The following roundup features noteworthy news, reports and opinions on solitary confinement from the past week that have not been covered in other Solitary Watch posts.
• Wisconsin’s Badger Herald published an article on the use of solitary confinement in the state. Although the state has reduced its use of isolation, critics and advocates maintain that more substantive changes must be made.
• A local outlet outlined the use solitary confinement in Minnesota and the conditions in which people are housed. “All solitary cells in Minnesota have a window, a bunk, a small stainless-steel mirror, a sink and a toilet programmed to flush several times per day.”
• In a New York Review of Books essay entitled “Solitary Confinement: The Beginning of the End?,” David Cole argues that ending the use of isolation must come with broader prison reform. “Even without solitary confinement, conditions for many jail and prison inmates are extraordinarily and unnecessarily severe; most of the general population in California’s prisons are locked down in their cells for twenty-two hours a day. What’s needed is a sea change, not an isolated fix.”
• Coverage of the California settlement continued, including a VICE article with interviews from several people currently or formerly held in the state’s prison system.
• According to a local news site, changes to the use of solitary confinement may soon be implemented in Oklahoma. “Nearly 1,200 Oklahoma prison inmates who spend 23 hours a day locked in their cell — including some of the most dangerous offenders — soon could see more recreational time under new pilot program at the state’s maximum-security prison.”

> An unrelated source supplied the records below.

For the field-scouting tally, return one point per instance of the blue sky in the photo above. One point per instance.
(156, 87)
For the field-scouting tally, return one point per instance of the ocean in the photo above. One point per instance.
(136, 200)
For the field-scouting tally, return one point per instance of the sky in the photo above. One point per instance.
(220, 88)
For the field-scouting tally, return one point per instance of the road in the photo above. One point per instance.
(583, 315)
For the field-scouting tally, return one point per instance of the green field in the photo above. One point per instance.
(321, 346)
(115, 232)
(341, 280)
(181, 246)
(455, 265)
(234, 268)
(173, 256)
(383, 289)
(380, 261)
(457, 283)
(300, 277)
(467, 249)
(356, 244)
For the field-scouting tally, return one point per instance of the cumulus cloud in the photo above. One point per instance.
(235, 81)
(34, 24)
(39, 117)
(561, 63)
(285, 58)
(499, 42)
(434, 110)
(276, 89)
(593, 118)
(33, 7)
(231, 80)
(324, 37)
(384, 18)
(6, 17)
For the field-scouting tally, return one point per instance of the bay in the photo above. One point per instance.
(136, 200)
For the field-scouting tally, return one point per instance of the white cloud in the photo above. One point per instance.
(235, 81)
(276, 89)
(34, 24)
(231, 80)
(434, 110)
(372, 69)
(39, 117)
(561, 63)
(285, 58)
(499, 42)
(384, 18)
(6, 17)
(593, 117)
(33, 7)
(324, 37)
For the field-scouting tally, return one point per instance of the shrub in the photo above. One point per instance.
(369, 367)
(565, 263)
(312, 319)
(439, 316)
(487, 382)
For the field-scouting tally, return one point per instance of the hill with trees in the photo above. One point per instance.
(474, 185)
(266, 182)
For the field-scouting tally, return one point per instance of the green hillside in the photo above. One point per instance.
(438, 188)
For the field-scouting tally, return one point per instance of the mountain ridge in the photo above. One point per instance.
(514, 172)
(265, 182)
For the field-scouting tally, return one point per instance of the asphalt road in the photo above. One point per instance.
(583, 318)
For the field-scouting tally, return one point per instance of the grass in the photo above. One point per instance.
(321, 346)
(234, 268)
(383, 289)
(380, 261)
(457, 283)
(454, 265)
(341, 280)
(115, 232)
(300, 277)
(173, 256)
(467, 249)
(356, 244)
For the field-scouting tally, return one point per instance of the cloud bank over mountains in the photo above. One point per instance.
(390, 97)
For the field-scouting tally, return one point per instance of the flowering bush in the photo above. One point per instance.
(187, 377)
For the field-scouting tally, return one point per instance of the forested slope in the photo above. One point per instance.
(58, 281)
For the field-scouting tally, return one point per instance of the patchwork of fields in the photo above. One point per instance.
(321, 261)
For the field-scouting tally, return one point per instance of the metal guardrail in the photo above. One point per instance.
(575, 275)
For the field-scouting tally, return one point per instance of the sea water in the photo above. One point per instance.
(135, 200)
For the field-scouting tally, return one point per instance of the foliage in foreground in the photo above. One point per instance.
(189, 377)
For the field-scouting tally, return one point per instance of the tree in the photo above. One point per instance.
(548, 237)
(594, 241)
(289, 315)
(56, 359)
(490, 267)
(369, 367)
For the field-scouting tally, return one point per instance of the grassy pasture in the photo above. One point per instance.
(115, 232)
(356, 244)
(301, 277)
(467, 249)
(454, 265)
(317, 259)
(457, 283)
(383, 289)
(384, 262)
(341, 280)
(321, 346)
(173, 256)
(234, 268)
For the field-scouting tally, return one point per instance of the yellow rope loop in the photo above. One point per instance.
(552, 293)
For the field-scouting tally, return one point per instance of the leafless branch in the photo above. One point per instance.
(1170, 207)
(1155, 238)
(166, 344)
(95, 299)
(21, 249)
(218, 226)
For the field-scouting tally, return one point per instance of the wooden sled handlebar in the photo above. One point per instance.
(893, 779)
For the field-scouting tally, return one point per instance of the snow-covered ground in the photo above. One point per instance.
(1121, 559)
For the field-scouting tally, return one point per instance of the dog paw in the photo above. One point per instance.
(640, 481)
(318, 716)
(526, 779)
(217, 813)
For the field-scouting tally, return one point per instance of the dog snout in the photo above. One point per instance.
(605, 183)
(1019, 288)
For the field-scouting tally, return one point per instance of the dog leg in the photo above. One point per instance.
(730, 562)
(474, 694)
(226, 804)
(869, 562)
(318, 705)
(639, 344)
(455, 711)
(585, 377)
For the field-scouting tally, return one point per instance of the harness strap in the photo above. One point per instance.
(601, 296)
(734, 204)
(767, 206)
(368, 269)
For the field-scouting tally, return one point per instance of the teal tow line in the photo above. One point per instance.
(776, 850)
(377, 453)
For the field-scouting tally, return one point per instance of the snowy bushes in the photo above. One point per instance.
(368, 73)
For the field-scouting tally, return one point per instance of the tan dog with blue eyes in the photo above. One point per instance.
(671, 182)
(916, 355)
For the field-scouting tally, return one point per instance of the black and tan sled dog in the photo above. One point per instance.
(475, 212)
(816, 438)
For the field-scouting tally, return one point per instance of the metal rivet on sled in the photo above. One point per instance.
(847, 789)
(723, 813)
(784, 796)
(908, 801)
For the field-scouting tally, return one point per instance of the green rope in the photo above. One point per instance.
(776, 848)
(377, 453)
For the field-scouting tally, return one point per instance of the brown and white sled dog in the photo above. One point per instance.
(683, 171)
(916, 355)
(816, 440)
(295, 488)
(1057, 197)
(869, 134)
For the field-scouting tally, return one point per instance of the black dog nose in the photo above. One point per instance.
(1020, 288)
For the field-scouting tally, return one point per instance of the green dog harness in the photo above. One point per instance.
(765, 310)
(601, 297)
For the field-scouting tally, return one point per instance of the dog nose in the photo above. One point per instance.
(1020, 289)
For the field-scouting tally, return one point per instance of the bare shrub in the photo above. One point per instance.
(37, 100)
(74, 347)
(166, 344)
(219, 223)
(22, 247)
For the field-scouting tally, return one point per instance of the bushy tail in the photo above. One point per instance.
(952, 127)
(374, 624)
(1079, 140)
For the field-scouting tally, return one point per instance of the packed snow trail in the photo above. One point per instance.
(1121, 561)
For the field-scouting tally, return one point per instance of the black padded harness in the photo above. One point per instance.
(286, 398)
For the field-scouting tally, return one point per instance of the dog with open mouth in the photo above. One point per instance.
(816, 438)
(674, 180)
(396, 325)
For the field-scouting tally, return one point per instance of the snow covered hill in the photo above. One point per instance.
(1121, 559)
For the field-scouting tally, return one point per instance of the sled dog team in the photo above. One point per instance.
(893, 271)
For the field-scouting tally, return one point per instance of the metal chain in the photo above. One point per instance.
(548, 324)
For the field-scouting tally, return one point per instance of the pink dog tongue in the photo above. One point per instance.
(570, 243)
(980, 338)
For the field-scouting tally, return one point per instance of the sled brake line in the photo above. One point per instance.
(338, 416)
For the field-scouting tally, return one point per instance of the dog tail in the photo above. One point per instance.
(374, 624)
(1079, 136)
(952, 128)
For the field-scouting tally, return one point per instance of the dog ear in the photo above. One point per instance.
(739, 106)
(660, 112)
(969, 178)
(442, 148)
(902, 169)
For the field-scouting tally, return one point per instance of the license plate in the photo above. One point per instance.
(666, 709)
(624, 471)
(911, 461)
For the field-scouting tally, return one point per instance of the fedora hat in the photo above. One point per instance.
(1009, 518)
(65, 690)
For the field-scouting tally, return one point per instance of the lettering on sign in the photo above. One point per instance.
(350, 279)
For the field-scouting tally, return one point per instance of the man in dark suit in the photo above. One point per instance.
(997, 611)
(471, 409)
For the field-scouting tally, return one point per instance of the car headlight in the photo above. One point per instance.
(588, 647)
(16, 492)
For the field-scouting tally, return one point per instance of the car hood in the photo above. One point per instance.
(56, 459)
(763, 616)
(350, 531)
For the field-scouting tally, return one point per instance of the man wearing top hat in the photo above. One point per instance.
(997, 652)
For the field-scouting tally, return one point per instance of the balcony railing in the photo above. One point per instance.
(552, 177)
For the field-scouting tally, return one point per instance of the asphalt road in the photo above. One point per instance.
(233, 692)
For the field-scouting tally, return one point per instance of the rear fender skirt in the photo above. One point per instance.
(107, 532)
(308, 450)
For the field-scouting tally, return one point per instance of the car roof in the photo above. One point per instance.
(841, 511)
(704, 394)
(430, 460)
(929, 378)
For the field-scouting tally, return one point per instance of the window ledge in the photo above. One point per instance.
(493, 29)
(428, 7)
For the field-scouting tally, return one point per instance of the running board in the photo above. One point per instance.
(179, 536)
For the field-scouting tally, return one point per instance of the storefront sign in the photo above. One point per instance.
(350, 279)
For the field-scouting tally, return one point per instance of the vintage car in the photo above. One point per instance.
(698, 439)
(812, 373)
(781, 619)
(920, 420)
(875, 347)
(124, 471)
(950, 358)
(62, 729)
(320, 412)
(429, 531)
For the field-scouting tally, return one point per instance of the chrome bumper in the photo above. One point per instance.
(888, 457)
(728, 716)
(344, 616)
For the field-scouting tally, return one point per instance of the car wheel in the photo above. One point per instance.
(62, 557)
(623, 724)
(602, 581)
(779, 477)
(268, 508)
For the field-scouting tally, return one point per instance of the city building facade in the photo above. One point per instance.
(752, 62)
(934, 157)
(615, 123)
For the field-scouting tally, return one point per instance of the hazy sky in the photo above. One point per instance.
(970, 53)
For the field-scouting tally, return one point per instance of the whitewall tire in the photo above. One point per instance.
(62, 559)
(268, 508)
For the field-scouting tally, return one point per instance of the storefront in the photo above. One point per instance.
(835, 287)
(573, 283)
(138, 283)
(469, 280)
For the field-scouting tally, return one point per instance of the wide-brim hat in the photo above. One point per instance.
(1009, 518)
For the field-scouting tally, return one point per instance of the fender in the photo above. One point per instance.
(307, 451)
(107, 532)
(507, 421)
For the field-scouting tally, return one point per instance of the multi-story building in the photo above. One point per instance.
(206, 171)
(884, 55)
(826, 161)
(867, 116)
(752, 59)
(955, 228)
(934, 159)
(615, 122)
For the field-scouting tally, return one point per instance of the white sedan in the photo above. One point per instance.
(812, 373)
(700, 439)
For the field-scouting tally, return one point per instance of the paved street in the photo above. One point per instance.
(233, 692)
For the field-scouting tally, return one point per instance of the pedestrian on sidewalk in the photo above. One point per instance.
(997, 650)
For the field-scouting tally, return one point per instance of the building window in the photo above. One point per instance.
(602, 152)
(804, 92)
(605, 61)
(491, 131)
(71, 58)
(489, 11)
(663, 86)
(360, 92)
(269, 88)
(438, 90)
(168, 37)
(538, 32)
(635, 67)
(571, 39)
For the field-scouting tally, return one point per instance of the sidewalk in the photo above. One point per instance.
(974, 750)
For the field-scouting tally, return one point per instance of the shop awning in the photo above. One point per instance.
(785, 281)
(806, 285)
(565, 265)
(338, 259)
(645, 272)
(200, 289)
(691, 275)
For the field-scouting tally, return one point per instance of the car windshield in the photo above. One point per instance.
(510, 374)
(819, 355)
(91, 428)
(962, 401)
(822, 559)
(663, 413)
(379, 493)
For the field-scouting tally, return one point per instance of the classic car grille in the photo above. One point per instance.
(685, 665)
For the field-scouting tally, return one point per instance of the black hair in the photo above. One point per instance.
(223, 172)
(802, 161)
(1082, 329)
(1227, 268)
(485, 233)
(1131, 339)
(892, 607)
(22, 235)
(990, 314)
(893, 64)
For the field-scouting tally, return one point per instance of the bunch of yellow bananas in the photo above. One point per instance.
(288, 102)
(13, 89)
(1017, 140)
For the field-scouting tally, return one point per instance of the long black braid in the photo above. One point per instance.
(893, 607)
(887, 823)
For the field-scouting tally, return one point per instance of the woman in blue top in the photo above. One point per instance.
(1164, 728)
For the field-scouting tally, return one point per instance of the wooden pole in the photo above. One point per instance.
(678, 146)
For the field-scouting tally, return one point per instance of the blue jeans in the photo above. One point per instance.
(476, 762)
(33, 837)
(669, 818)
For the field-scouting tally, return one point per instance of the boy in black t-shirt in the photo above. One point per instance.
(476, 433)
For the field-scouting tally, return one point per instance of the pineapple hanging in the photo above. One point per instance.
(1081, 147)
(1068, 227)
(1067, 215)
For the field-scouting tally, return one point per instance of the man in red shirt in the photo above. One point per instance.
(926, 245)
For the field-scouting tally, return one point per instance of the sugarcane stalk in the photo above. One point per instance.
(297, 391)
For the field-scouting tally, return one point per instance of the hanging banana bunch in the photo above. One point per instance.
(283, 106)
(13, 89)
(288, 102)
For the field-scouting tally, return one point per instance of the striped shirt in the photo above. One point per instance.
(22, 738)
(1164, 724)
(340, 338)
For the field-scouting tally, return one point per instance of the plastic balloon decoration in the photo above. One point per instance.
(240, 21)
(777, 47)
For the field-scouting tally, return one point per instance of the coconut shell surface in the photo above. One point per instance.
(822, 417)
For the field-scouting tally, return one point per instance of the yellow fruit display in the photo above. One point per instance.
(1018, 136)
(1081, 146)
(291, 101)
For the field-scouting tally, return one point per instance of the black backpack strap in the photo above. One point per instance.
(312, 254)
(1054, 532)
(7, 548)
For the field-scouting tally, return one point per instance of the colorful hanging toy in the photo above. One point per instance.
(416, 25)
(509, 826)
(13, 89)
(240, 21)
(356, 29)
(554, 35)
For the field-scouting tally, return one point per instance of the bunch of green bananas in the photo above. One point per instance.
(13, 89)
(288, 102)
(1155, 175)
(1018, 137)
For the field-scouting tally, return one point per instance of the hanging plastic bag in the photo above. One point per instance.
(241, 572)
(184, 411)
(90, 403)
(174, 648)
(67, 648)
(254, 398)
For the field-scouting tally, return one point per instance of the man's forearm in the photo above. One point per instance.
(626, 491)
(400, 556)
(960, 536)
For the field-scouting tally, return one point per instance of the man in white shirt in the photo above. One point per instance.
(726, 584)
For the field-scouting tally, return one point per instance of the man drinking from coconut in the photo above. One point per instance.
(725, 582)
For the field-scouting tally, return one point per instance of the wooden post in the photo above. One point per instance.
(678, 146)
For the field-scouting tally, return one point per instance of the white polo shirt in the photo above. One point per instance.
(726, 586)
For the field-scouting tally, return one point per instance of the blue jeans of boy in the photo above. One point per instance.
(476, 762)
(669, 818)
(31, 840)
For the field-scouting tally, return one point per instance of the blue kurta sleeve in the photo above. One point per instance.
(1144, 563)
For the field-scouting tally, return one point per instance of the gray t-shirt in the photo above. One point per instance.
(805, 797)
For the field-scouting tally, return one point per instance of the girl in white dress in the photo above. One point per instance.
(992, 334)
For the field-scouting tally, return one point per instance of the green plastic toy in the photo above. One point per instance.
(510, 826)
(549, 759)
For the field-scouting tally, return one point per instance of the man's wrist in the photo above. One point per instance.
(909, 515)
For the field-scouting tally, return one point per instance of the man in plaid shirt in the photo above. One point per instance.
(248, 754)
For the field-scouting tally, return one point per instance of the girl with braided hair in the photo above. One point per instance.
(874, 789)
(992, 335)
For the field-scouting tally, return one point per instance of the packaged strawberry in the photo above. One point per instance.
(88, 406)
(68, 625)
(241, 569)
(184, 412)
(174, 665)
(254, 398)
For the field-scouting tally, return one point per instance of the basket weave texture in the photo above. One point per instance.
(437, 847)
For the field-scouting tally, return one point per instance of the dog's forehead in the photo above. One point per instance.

• The Third Circuit Court of Appeals reversed a lower court ruling, noting that the experiences of one Pennsylvania man – who spent 14 hours in four-point restraint, after spending several years in solitary confinement – raises serious Eighth Amendment concerns. “As Justice Kennedy recently observed, ‘years on end of near-total isolation exact a terrible price,’” wrote one judge.
• According to a class-action lawsuit filed in Utah, dozens of individuals found incompetent to stand trial have been denied speedy treatment for their mental health issues. Many have been forced to wait months for medical treatment, often in solitary confinement.